Zijn ouders waren officier in het Leger des Heils. Brons wijst op twee portretten naast de deur in zijn woonkamer in Almere. „Allebei ja, dat ging vroeger zo bij het Leger des Heils. Anders mocht je niet met elkaar trouwen. Vader speelde cornet in de brassband van het Leger en was jarenlang kapelmeester. Ook mijn vijf broers speelden met het korps mee. We woonden destijds in Leiden, in dat grote gebouw waarin nu het Boerhavemuseum is gevestigd. We hadden thuis een harmonium. Toen kocht m’n vader een piano, en dat was een geweldig succes. We zaten er allemaal op te pingelen.”

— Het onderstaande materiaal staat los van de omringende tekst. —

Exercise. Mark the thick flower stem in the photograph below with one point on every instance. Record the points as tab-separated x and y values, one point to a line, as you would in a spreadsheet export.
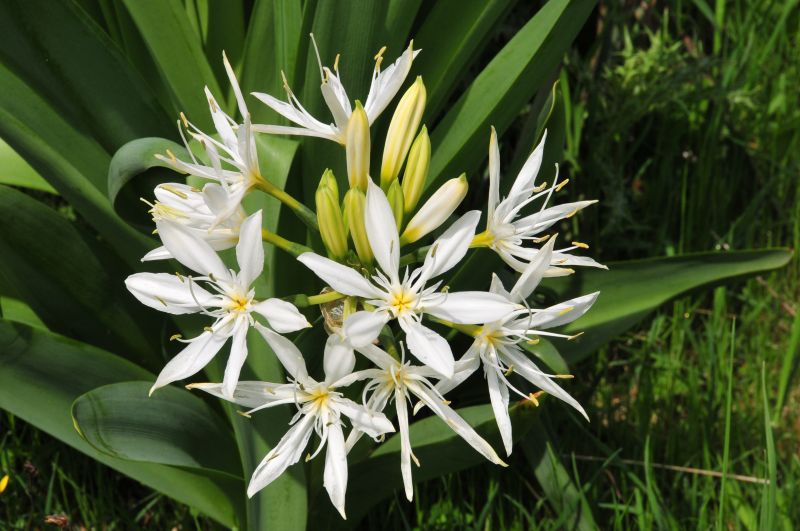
295	249
305	214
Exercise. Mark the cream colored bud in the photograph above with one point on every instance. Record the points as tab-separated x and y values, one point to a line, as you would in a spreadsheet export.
419	158
436	210
354	204
329	216
402	129
357	148
395	197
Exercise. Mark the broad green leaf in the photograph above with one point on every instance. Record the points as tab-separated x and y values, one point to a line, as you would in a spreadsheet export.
446	54
67	59
439	450
72	162
178	52
14	171
630	290
172	427
47	264
512	78
41	374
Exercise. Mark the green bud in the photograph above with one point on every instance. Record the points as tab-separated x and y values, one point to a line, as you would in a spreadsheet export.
329	216
419	158
395	196
402	129
354	204
357	148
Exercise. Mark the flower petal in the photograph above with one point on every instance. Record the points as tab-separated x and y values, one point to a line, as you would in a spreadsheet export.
191	359
286	351
341	278
429	347
169	293
250	249
191	251
382	230
283	316
287	452
362	328
335	475
338	359
471	307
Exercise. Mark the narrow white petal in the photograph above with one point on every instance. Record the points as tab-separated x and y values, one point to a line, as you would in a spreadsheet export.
471	307
382	230
191	359
372	422
282	316
341	278
168	293
191	251
287	452
498	396
335	475
339	358
237	357
429	347
362	328
286	351
533	273
455	422
250	249
451	247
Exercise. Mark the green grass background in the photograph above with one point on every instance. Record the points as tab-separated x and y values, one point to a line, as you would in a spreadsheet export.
683	119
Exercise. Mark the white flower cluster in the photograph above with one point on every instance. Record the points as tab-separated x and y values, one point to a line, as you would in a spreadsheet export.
386	301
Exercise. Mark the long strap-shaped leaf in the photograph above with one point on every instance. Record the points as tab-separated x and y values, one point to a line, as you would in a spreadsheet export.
42	373
511	79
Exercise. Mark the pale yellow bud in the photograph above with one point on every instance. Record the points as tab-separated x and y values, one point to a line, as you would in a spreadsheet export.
395	197
329	216
436	210
354	204
357	148
402	129
419	158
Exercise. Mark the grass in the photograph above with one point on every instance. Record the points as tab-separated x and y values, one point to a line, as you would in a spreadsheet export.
685	124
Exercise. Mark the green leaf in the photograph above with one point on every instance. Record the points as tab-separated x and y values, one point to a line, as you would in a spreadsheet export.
41	374
512	78
14	171
172	427
178	53
630	290
47	264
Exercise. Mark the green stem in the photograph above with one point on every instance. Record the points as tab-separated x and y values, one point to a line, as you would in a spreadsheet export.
295	249
305	214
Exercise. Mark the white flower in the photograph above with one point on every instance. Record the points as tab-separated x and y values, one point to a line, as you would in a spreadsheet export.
496	344
400	381
408	299
506	233
384	86
197	211
320	408
236	149
230	302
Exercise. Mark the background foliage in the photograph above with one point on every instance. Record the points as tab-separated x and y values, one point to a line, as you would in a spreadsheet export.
683	122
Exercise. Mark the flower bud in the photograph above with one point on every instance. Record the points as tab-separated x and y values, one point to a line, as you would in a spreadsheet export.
395	197
402	129
436	210
354	203
357	148
329	216
419	158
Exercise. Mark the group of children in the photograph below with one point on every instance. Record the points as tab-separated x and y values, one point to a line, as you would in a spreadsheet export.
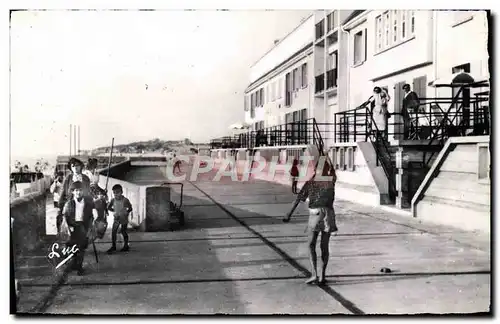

Brons’ opname van Bachs ”Wohltemperiertes Klavier”, deel 1, uit 2010 oogstte veel lof. De pianist werd geroemd om zijn oprechte, natuurlijke interpretatie. Ook andere componisten zijn hem muzikaal op het lijf geschreven: Beethoven, Brahms, Franck, Schumann, Schubert. De cd met werken van Mozart uit 2006 stond geruime tijd in de top tien. Tegenwoordig speelt hij ook moderne muziek, zoals het werk van Kees Olthuis.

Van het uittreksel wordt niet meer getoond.